The Christian man, on the other hand, finds in the Bible the very Word of God. Let it not be said that dependence upon a book is a dead or an artificial thing. The Reformation of the sixteenth century was founded upon the authority of the Bible, yet it set the world aflame. Dependence upon a word of man would be slavish, but dependence upon God's word is life. Dark and gloomy would be the world, if we were left to our own devices and had no blessed Word of God. The Bible, to the Christian

is not a burdensome law, but the very Magna Charta of Christian liberty.
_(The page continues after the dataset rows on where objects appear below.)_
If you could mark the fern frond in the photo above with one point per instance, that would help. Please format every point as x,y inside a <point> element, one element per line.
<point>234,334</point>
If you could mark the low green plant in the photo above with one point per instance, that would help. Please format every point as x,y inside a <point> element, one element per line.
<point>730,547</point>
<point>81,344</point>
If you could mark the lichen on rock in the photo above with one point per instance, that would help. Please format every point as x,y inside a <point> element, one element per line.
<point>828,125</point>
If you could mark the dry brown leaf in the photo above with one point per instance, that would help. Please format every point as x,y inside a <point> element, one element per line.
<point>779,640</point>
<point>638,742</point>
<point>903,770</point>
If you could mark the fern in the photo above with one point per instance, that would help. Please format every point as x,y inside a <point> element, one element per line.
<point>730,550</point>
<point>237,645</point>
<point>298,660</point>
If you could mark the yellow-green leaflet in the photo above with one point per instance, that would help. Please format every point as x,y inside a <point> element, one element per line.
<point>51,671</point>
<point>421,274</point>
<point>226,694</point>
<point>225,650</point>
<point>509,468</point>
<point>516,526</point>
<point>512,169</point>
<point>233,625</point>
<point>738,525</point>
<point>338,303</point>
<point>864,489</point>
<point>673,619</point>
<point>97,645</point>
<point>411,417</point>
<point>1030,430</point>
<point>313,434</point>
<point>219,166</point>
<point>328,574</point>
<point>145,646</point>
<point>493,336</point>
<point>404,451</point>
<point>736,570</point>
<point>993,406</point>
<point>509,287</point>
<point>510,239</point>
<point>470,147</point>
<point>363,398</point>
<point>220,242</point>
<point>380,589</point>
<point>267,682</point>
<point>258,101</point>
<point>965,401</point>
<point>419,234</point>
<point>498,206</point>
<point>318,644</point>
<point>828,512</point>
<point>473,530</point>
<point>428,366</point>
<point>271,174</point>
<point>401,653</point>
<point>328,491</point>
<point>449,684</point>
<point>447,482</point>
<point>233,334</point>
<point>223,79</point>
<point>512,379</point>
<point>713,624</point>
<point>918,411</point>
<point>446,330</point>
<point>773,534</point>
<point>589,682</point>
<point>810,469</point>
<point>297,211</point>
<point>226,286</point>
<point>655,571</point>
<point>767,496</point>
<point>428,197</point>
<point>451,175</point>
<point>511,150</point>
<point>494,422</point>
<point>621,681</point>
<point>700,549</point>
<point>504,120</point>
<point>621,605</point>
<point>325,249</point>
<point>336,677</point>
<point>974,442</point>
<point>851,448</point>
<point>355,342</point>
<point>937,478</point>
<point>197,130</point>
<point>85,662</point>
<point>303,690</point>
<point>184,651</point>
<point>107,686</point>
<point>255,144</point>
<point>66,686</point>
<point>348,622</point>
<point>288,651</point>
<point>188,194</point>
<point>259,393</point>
It is no wonder, then, that liberalism is totally different from Christianity, for the foundation is different. Christianity is founded upon the Bible. It bases upon the Bible both its thinking and its life. Liberalism on the other hand is founded upon the shifting emotions of sinful men.


FOOTNOTES

1. For what follows, see "The Church In the War," in The Presbyterian for May 29,1919, pp. 10f.
2. For what follows compare History and Faith, 1915, pp. 13-15.
3. It is not denied that there are some persons in the modern Church who do neglect the context of Bible quotations and who do ignore the human characteristics of the Biblical writers. But in an entirely Unwarrantable manner this defective way of using the Bible is attributed, by insinuation at least, to the great body of those who Ye held to the inspiration of Scripture.
4. For what follows, compare "For Christ or Against Him," in The Presbyterian, for January 20, 1921, p. 9.